31        When introducing s.48A there was no express reference to the reasons for the opinion of a Medical Panel, nor was s.48 amended to apply s.48A.

32        Absent any expressed intention to the contrary, I am not prepared to hold that the introduction of the s.48A of the Act would permit the reasons for opinion to be admissible.

33 Parliament has not used words that expressly intend to make reasons of a Medical Panel admissible in evidence under cover of the term “report given by a Medical Panel” in s.48(1), nor under s47 or the new s.48A of the Act.

34        I accept that the new Evidence Act 2008 (Vic) does not have any effect upon the existing law relating to the admission of Medical Panel reasons. Section 8 of the Evidence Act specifically provides that the Act does not affect the operation of the provisions of any other Act so that the provisions of the Accident Compensation Act relating to the admissibility of certificates and reports of the Medical Panel applies.

35        Finally, there are good policy reasons not to admit the reasons for opinion of Medical Panels. It is the practice of Judges of this Court not to allow the admission of reasons. This is subject to the parties consenting otherwise.

36 In this case where the opinion is a combination of five doctors each representing different specialty areas including, psychiatry, occupational rehabilitation, rheumatology and neurology it would lead to lengthy and costly proceedings if each were called and cross-examined. Those experts provided their report for the purpose of answering questions relevant to determining a statutory benefits claim and not for the purposes of determining whether the plaintiff suffered a serious injury pursuant to paragraph (a) and paragraph (c) of the definition of ‘serious injury’ contained in s 134AB(37) of the Act.
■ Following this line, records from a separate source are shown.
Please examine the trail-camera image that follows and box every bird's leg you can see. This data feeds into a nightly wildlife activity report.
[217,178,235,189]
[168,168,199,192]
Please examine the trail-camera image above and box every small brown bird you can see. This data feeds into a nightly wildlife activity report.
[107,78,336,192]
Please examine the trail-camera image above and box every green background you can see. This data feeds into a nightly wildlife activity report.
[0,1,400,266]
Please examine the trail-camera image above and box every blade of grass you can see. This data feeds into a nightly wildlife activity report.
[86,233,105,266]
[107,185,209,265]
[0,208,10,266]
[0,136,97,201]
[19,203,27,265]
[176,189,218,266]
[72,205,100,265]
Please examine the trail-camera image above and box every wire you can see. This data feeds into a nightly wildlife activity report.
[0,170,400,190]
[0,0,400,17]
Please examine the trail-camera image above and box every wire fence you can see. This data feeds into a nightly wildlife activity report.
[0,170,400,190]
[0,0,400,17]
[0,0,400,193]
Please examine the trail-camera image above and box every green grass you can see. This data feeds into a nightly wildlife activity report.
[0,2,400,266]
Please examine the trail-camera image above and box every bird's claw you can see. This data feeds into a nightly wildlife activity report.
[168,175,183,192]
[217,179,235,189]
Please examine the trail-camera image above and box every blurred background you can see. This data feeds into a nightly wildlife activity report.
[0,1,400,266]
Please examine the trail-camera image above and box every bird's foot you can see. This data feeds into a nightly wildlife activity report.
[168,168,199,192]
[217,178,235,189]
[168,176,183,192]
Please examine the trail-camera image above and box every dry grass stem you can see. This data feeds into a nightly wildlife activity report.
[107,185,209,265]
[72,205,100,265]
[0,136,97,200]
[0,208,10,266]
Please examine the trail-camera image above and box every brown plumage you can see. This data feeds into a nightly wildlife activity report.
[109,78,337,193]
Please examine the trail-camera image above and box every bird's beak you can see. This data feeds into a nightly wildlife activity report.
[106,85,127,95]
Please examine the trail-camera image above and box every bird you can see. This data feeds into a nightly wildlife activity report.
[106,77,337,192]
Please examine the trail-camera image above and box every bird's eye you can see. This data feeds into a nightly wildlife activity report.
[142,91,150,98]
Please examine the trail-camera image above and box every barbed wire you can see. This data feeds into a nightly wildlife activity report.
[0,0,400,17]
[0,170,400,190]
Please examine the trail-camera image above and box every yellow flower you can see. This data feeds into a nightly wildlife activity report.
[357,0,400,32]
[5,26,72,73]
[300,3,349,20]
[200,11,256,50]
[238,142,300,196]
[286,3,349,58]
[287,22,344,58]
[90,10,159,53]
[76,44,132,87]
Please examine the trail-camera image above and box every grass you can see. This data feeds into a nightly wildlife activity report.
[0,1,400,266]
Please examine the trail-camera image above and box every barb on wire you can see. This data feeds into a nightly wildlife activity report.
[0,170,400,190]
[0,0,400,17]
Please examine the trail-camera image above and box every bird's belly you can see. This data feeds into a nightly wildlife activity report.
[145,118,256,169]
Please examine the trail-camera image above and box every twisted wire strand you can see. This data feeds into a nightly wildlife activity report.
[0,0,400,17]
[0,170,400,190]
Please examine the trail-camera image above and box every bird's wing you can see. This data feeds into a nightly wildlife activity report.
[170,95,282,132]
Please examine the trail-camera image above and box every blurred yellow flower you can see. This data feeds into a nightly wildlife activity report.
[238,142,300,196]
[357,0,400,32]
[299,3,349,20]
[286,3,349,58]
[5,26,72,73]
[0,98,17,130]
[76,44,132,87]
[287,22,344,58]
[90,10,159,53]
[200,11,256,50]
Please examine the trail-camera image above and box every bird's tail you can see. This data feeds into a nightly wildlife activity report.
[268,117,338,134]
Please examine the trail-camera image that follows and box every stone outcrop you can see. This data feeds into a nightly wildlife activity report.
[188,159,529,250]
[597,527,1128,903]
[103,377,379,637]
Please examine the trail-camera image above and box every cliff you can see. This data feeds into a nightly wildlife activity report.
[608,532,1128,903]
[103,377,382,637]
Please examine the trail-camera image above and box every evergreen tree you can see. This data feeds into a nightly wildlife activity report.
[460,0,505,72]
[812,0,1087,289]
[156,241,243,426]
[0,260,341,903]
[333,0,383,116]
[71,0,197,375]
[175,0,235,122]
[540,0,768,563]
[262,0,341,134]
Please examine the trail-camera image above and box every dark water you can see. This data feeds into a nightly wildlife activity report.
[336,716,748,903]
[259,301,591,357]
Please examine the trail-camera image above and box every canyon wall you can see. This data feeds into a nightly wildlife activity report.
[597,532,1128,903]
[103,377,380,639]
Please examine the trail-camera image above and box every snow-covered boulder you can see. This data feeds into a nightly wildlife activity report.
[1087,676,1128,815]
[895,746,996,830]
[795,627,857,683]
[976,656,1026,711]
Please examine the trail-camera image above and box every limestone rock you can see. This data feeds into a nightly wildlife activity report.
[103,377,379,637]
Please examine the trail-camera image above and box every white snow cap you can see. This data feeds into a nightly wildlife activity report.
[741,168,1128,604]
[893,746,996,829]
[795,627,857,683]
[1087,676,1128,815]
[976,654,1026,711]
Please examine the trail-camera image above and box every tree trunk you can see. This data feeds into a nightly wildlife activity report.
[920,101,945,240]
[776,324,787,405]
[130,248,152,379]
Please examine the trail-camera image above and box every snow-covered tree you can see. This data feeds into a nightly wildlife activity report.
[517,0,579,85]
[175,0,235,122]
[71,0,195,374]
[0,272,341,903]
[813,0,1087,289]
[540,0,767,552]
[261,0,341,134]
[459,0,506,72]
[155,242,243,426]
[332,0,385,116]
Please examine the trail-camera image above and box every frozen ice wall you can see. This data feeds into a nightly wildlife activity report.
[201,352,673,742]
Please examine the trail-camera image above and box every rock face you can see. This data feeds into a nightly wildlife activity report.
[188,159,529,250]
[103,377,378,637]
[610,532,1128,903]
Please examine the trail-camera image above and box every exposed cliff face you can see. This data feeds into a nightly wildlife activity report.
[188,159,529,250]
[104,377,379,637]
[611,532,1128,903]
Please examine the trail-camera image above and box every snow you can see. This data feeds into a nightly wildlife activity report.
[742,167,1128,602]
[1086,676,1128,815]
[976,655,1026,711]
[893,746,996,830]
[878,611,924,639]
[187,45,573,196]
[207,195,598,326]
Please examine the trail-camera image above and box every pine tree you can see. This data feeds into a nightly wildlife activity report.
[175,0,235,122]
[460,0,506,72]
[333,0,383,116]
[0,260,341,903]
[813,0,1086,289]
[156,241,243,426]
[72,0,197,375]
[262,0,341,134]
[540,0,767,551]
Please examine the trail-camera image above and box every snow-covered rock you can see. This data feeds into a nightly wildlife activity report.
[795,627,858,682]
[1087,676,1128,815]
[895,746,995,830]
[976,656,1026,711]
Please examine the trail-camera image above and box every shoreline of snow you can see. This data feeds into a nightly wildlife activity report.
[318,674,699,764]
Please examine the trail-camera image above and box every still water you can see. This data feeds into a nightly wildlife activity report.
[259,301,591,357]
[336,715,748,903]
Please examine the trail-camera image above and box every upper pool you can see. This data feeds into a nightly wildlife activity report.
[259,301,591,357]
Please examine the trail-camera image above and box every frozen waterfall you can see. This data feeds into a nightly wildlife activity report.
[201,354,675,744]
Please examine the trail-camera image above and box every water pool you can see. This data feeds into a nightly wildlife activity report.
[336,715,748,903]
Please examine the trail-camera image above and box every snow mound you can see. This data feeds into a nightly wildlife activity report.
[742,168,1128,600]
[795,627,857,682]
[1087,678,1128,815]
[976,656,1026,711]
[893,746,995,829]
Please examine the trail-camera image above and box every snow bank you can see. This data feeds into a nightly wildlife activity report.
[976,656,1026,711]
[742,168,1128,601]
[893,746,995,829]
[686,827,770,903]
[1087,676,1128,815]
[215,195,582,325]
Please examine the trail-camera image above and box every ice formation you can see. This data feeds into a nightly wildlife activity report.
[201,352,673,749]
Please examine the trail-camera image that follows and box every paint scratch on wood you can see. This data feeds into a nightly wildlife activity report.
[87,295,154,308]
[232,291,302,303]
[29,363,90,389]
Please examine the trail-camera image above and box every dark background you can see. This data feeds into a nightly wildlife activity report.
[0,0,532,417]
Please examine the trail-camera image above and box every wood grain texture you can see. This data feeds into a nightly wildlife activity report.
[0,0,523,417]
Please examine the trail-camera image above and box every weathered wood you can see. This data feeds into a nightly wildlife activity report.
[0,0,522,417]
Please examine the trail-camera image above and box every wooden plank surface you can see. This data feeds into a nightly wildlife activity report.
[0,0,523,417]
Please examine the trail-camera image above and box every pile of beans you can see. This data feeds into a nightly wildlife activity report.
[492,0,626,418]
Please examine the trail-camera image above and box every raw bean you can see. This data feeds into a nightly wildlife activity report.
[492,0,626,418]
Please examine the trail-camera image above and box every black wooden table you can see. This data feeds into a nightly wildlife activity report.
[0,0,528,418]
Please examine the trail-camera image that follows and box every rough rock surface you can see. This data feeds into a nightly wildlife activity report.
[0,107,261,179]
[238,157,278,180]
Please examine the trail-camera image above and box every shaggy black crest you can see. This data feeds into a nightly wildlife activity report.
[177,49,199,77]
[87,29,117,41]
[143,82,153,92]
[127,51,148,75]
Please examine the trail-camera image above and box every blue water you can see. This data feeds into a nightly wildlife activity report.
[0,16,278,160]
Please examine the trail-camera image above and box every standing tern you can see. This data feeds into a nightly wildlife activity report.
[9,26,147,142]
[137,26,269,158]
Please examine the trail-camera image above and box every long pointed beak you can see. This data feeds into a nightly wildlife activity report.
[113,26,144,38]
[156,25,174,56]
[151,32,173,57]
These are very distinctive processes as has been recently recognised by the Court of Appeal in Kozma Engineering Pty Ltd & Victorian Workcover Authority v Pupic [2009] VSCA 313. Further, if a member of the Medical Panel refused to give evidence they would not be compellable. This may lead to further delay in the conduct of the proceeding if a doctor were to refuse to give evidence and would add unnecessary cost and inconvenience to the proceeding.

37        Therefore I rule that the reasons for opinion of the Medical Panel in relation to Ms Bairami are not admissible for the purposes of these proceedings.